Kernel number per ear results from the pollinations are illustrated in the scatterplot shown in FIG. 5B. As can be seen from the plot, all thawed pollen treatments yielded kernel counts indistinguishable from those obtained with fresh pollen illustrating the efficacy of the convective thawing technique in processing quantities of pollen greater than can be contained in a single vial.
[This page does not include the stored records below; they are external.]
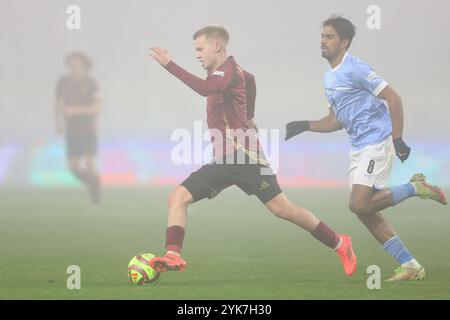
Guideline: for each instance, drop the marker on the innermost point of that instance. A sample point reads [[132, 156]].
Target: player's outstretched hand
[[401, 149], [161, 55], [296, 127]]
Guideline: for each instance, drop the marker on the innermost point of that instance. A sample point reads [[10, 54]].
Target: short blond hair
[[213, 31]]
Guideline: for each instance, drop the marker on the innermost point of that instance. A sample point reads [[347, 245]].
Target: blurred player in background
[[355, 94], [230, 93], [76, 111]]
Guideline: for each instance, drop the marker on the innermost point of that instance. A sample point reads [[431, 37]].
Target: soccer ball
[[140, 272]]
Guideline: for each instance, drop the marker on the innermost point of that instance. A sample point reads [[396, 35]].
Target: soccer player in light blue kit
[[356, 96]]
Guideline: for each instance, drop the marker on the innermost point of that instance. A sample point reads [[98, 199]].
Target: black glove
[[296, 127], [401, 149]]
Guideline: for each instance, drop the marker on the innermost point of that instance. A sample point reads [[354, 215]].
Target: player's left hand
[[401, 149], [161, 55]]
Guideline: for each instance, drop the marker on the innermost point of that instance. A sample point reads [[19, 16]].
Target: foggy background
[[277, 41]]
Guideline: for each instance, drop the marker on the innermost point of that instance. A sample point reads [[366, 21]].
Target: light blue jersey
[[351, 89]]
Importantly, the technique may be scaled to work with any volume of pollen ranging from fractions of a milliliter to tens or hundreds of liters.
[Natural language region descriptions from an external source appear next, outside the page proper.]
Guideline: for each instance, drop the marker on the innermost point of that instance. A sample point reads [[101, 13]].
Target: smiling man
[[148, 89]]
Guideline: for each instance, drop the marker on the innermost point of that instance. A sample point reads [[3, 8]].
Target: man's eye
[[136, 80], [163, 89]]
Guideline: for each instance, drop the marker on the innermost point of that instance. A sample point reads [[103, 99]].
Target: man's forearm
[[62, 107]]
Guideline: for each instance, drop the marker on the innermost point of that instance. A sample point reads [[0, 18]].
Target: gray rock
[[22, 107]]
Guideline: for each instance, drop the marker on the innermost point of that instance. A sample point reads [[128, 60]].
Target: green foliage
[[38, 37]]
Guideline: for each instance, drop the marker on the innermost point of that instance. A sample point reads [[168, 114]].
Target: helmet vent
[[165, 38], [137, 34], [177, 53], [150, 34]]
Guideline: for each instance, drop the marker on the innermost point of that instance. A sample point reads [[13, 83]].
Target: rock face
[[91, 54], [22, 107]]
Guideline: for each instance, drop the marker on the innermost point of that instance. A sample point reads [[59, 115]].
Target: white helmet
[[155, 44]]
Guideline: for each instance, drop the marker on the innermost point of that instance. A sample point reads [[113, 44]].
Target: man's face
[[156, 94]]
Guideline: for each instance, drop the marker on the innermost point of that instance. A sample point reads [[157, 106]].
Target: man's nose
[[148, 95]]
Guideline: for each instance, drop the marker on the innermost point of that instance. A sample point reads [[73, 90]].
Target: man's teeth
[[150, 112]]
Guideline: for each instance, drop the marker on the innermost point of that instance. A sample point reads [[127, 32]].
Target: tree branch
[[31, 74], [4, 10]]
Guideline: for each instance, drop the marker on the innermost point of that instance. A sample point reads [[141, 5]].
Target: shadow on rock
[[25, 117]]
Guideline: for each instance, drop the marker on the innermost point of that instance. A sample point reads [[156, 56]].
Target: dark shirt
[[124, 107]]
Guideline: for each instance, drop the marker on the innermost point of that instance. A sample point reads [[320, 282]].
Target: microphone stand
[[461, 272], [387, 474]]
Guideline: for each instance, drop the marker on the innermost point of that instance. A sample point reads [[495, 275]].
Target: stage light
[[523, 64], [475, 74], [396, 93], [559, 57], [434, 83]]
Example 4: Construction of an Automated Convective Thawing System

When working with larger volumes of pollen than several milliliters it is desirable to automate a thawing system to increase throughput, reliability, ease of use, and reproducibility. In one experiment, modifications were made to the spouted-bed system shown in FIG. 5A to automate the convective thawing process. The resulting convective thawing apparatus is illustrated in FIG. 6A and FIG. 6B. Briefly, the system shown in FIG. 6A and FIG. 6B is comprised of an insulated housing 1 in which a hopper and dual-screw feeder 2 assembly is mounted. A drive motor 3 is used to turn the screw feeder. The entire housing is filled with dry ice to cool the hopper and auger feeder to −76° C., which is below the glass transition temperature of the cryopreserved pollen sample. After cooling the housing, frozen pollen is directly transferred to the hopper and is slowly metered into a spouted bed warming chamber 4 below. Warm air is passed upwards through the chamber. Near the base of the chamber, the cross-sectional area is small and air velocity high. As the cross-sectional area increases in the conical section, the air velocity drops. This chamber is a spouted bed warming chamber 4. This “spouting bed” flow pattern ensures pollen is continuously entrained in air but contained within the chamber. This system ensures that pollen grains are maintained at ultra low temperatures until the moment they are exposed to large temperature gradients in the spouted bed. Furthermore, the addition of a metering system ensure pollen is fed into the chamber at an appropriate rate such that the pollen experiences a rapid rate of warming. In addition to the noted components, the convective thawing apparatus of FIG. 6B includes components which are not specifically shown in the drawing, but that can be found in FIG. 8, including a cavity to hold dry ice 6, a humidity and temperature sensor manifold 8 which contains humidity and temperature sensors, a mass flow controller 10 for the air input into the system, a hopper 11 in which pollen is placed, a porous HDPE air distributor 14 at the bottom of the spouted bed warming chamber.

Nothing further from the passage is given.